2. We are not all Hawaiians.
Shocker, only about 10 percent of Hawaii residents are actually Hawaiian and can trace their roots to the islands’ first settlers. The rest are just Hawaii locals.
3. Hawaii used to be ruled by a monarchy.
And we are the only state to celebrate royal figures.
4. And the Hawaiian sovereignty movement is alive and well.
There are various grassroots organizations and cultural groups who advocate for sovereignty. It is an extremely complicated movement, and, as a transplant, I can’t begin to understand the complexities of these issues.
5. There is a major homelessness epidemic in Honolulu.
So, please, do not joke about how you would live on the beach if you could only call Hawaii home.
6. It’s not soy sauce, it’s shoyu.
Sure, we might still understand you when you say soy sauce, but just, don’t.
7. Our weather isn’t always perfect, all the time.
It does rain here quite a bit, and there is no way your shorts and tank tops are going to cut it when you head to higher elevation - especially Mauna Kea, which does occasionally get snow in the winter.
8. Kapu means forbidden.
This is merely a friendly reminder that you should respect any and all signs reading “Kapu.”
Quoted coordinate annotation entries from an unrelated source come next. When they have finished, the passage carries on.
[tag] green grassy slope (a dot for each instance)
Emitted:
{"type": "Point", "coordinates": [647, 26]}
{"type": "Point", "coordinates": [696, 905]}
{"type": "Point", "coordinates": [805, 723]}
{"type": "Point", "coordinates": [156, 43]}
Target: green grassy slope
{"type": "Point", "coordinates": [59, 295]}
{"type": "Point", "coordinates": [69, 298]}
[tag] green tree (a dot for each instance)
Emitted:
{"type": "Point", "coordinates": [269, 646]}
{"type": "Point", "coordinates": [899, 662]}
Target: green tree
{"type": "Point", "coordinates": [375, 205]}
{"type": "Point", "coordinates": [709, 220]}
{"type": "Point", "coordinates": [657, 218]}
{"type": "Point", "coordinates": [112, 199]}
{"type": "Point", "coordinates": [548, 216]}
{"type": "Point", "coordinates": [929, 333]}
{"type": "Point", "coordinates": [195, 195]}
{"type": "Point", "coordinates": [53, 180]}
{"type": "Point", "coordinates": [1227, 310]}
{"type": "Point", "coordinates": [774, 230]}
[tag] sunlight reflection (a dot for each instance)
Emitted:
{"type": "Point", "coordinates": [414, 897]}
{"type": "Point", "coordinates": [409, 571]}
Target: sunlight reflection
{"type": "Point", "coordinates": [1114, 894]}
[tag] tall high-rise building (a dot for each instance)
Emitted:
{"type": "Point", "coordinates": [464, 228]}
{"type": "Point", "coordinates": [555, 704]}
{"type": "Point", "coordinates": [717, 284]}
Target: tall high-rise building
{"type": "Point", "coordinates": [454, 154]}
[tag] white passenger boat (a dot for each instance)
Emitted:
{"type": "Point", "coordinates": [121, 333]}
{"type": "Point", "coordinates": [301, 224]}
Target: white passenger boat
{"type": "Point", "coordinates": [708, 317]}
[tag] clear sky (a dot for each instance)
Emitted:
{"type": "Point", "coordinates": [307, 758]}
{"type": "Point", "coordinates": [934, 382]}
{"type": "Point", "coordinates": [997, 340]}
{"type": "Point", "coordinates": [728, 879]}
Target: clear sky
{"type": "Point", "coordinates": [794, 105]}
9. Hawaii is astronomically expensive.
Do your research before you vacation in Hawaii. No one wants to hear about how shocked you are about the price of a gallon of gas, or a burger.
10 Men can dance the hula, too.
In fact, men used to practice the hula in preparation for battle. You can thank Hollywood for the stereotype of women in grass skirts and coconut bras…
11. You must give respect to receive it.
The Hawaiian Islands may be full of Aloha spirit, but you aren’t going to experience any of it if you don’t have a little respect for the land and the people who live here.
12. Hawaii is unique in not only its scenery, but its culture; embrace it.
The beautiful Aloha state is perhaps the most unique in the country, and unless you embrace the culture and lifestyle, you’ll never fully enjoy the islands.